Я даже рот распахнул.
— Тебя, что ли, исповедником сажать? — собрался я, наконец, со словами. — Или вы сами на исповедь пришли?
Ребята переглянулись с ухмылками и вразнобой забормотали: нет, мол, так просто... сидят... общаются... о духовном, гы...
Я пожал плечами и отвернулся, запирая кабинет.
— Если ко мне кто придёт, пусть подождут, — сказал я громко, не обращаясь ни к кому из них.
— А кто придёт, отец Никодим? — переспросил меня тот же бойкий малец.
— Я тебе кто — пророк Даниил, чтобы будущее предсказывать? — рассердился я и, не отвечая, сердито затопал по коридору. «А ведь солгал! — подумалось мне. — Солгал! Ну, откуда им знать, что я солгал? Или знают? Недаром Никита сиял что твой чеширский кот...»
Воздухом тоже не дышалось. Я прошёл в наш сад, сорвал яблоко с ветки, съел его, а, уже выплёвывая косточки, вдруг подумал о ветхозаветном символизме этого деяния. Так сказать, увидел Адам, что он наг, и устыдился. Воистину, неспокойному уму всё полно символов, и везде виноватому бесы чудятся. Я решил опоздать, вернуться в четверть шестого, но без пяти минут пять возвращался к своему кабинету стремительным шагом. Что если троица лоботрясов смотрит сейчас в окошко и наблюдает мою стремительность?

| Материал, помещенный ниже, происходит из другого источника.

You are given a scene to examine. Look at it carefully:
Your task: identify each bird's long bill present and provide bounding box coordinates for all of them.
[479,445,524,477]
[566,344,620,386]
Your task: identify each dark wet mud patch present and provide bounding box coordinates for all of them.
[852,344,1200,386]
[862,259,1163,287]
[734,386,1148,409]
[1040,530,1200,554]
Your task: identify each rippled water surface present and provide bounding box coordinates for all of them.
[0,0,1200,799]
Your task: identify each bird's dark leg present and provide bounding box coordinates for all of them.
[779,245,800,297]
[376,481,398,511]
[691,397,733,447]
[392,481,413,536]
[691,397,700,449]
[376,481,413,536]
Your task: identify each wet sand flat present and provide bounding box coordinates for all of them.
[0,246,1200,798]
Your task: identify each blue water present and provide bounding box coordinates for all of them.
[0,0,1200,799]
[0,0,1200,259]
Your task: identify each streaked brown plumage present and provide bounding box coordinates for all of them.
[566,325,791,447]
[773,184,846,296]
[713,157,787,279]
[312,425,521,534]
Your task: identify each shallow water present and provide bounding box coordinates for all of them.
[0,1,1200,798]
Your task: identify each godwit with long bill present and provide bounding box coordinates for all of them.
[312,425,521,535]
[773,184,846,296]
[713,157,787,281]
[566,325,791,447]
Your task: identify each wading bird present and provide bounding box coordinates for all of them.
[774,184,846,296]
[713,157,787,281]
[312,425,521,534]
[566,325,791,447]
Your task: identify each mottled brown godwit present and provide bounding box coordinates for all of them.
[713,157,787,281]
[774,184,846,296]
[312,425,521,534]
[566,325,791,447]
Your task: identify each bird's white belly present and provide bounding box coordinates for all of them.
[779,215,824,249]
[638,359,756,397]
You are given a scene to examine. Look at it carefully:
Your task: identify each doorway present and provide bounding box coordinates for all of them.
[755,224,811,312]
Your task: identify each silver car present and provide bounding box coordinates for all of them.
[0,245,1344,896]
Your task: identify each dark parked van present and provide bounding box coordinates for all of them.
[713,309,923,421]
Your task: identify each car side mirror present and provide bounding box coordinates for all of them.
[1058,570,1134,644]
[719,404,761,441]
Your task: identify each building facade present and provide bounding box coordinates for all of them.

Не знаю уж, наблюдали они или нет, но к моему возвращению все трое продолжали сидеть в коридоре, увлечённо тыкая пальцами в экраны своих дорогих телефонов, даже головы не подняли. «Ничего здесь не забыли?» — хотел я их спросить, но удержался. Прошёл в кабинет, ничего не сказав, и первым делом отправил со своего сотового телефона короткое сообщение иеродьякону отцу Олегу, который у нас отвечает за порядок, дисциплину и благочиние:
«Отче, не в службу а в дружбу: ко мне сейчас на исповедь должны прийти, а у меня трое лоботрясов собрались под дверью и уши развесили. Не пропишешь им лекарство?»
Отец Олег ответил тем же способом, каким я известил его, и заверил, что уже приближается со своей спасительной медициной. Через три минуты я услышал его грозный бас в коридоре:
— Вам что тут, мёдом намазано?!
И в этот самый момент в дверь постучали.